McMurtry does the impossible in this book and just strings the reader along, assuring us, "Trust me on this one. Just follow me and trust me." But, by that point (which is a little less than halfway through the novel, mind you), you are so completely disenfranchised with the story that you don't even care anymore. The only reason you're still reading is because you've already read 400 pages and you can't bring yourself to completely give up on that sort of time investment.


Obviously, I don't recommend this book to anyone. Unless you have a death wish. Then, by all means—go for it. But I cannot in good conscience ever recommend this book.

I have absolutely no idea how this novel managed to win a Pulitzer Prize. Seriously, my only guess is that politics were heavily involved. As Joshua and I are coming to find, the Pulitzer Prize is one of the most biased and political prizes in the arts and always has been (something that we will document when this project is finished) and I'm guessing that McMurtry was the benefactor of this. 

The only other possibility that I can come up with is that it was merely awarded the Pulitzer Prize because it was the last Western novel that they were going to award the Prize to. Now, there may actually be something to this theory... Before its big win, a handful of Western novels won the Prize; since its win, none have. Furthermore, it was the last genre book to win the Pulitzer Prize—before it, most of the winners were either period pieces, war novels, Westerns, pioneer novels, political novels, or even romance; since its win, all of the winners have been genuine literary fiction. It is this reader's opinion that perhaps the Pulitzer committee figured that there would never be a Western novel as epic as Lonesome Dove, so they decided to award it the Prize as a last huzzah for Western novels. I only have two pieces of evidence for this suspicion: the first, of course, is that no Western has won since; the second is that none of Cormac McCarthy's incredible Border Trilogy (which consists of The Crossing, All the Pretty Horses, and No Country for Old Men) won the Prize.

Then again, there may be nothing to these claims at all.


It's funny—after reading it, I didn't think anything else in this Pulitzer Project would even compare in awfulness to Booth Tarkington's The Magnificent Ambersons. But, now, I'm not so sure. It and Lonesome Dove are definitely duking it out for that top (or, bottom) spot. The Magnificent Ambersons does have one thing going for it—it's a respectable amount of pages for a crappy book. At least Tarkington doesn't force you to endure an awfully written novel for 821 pages. Lonesome Dove, on the other hand, is the length of five novels put together!
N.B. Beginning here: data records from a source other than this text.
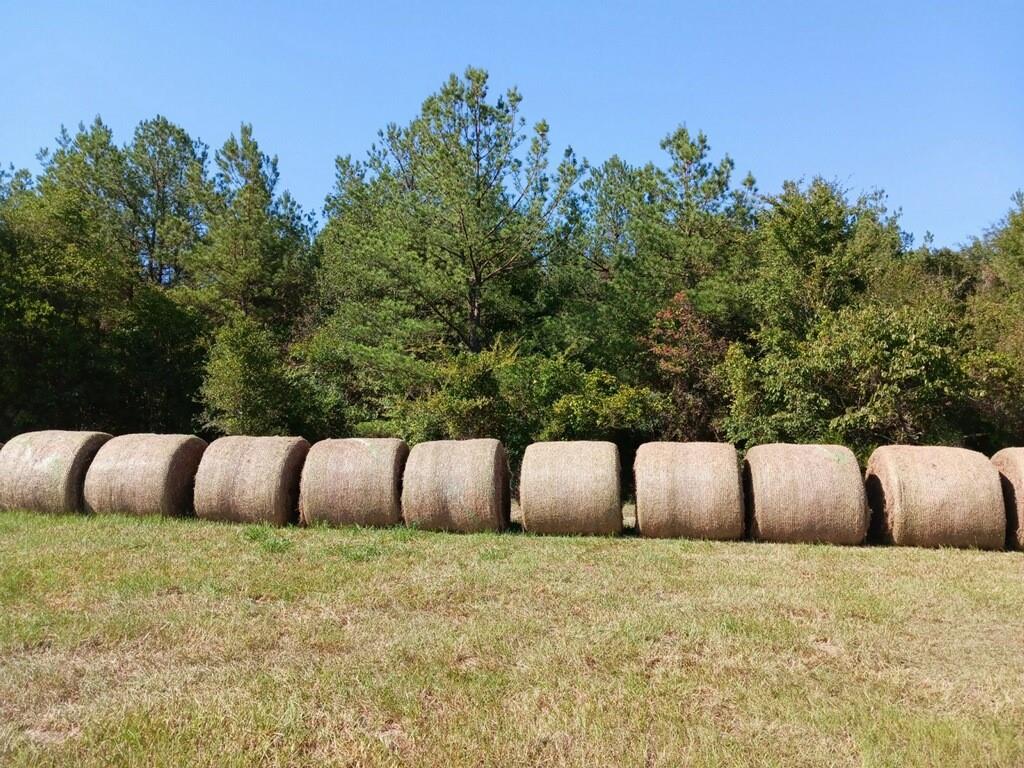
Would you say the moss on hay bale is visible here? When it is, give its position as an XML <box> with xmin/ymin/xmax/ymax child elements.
<box><xmin>85</xmin><ymin>434</ymin><xmax>206</xmax><ymax>517</ymax></box>
<box><xmin>196</xmin><ymin>435</ymin><xmax>309</xmax><ymax>525</ymax></box>
<box><xmin>519</xmin><ymin>440</ymin><xmax>623</xmax><ymax>536</ymax></box>
<box><xmin>299</xmin><ymin>437</ymin><xmax>409</xmax><ymax>526</ymax></box>
<box><xmin>401</xmin><ymin>439</ymin><xmax>510</xmax><ymax>532</ymax></box>
<box><xmin>865</xmin><ymin>445</ymin><xmax>1007</xmax><ymax>549</ymax></box>
<box><xmin>743</xmin><ymin>443</ymin><xmax>868</xmax><ymax>545</ymax></box>
<box><xmin>633</xmin><ymin>442</ymin><xmax>744</xmax><ymax>540</ymax></box>
<box><xmin>0</xmin><ymin>429</ymin><xmax>111</xmax><ymax>513</ymax></box>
For no apparent reason, to boot!


I have to admit that I almost feel bad tearing down Lonesome Dove as much as I have been, because I legitimately enjoyed the story. You know—once I managed to wade knee-deep through all of McMurtry's severely overwritten bullshit prose. If you can figure out a method to overlook that, Lonesome Dove will at least provide you a good story with a lot of human drama.